* Re: soft-lockups in sunvnet
@ 2014-08-08 18:46 David Miller
2014-08-08 18:55 ` Sowmini Varadhan
` (4 more replies)
0 siblings, 5 replies; 6+ messages in thread
From: David Miller @ 2014-08-08 18:46 UTC (permalink / raw)
To: sparclinux
From: Sowmini Varadhan <sowmini.varadhan@oracle.com>
Date: Fri, 8 Aug 2014 14:39:39 -0400
> The tasklet mechanims for kicking of netif_wake_queue works quite
> well, and is simple enough to do.
So you are able to successfully trigger the tasklet from vnet_event(),
and have that tasklet do the queue wakeups?
> But once I removed the heuristic exponential backoff/retry for
> vnet_send_ack(), I'm freqently not able to send any DRING_STOPPED
> messages, and that seems to freeze all access even over the switch-port
> to the VM (even though, afaict, netif_stop_queue has not been called.
>
> If we can't send the LDC ack from vnet_event, we need to reset
> this peer, but vio_conn_reset() is a no-op. Recovering from here
> is going to be quite sticky.
But removing the backoff logic from __vnet_tx_trigger() does work,
right?
I don't think vnet_walk_rx() is really able to handle any kind of real
failures from vnet_send_ack() properly.
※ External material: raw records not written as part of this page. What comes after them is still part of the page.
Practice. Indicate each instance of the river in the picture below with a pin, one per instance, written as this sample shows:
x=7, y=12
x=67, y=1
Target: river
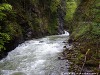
x=37, y=57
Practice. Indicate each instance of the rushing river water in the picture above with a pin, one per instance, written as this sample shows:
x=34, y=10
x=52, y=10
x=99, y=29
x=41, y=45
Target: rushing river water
x=36, y=57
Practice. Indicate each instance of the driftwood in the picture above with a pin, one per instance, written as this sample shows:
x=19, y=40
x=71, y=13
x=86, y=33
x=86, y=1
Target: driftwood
x=84, y=60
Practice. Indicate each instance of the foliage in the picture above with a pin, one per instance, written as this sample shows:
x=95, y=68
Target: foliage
x=4, y=9
x=4, y=38
x=70, y=9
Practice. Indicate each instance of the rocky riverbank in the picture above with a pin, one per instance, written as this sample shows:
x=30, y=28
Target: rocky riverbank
x=82, y=58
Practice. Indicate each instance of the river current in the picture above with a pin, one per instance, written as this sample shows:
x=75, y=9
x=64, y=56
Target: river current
x=37, y=57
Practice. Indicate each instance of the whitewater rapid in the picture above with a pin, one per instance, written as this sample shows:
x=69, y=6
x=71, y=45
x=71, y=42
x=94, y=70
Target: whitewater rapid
x=37, y=57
If we send one or more
VIO_DRING_ACTIVE ACKs and then can't send the VIO_DRING_STOPPED one
out, the ring will likely be left in an inconsistent state.
^ permalink raw reply [flat|nested] 6+ messages in thread
* Re: soft-lockups in sunvnet
2014-08-08 18:46 soft-lockups in sunvnet David Miller
@ 2014-08-08 18:55 ` Sowmini Varadhan
2014-08-08 19:59 ` David Miller
` (3 subsequent siblings)
4 siblings, 0 replies; 6+ messages in thread
From: Sowmini Varadhan @ 2014-08-08 18:55 UTC (permalink / raw)
To: sparclinux
On (08/08/14 11:46), David Miller wrote:
> Date: Fri, 08 Aug 2014 11:46:01 -0700 (PDT)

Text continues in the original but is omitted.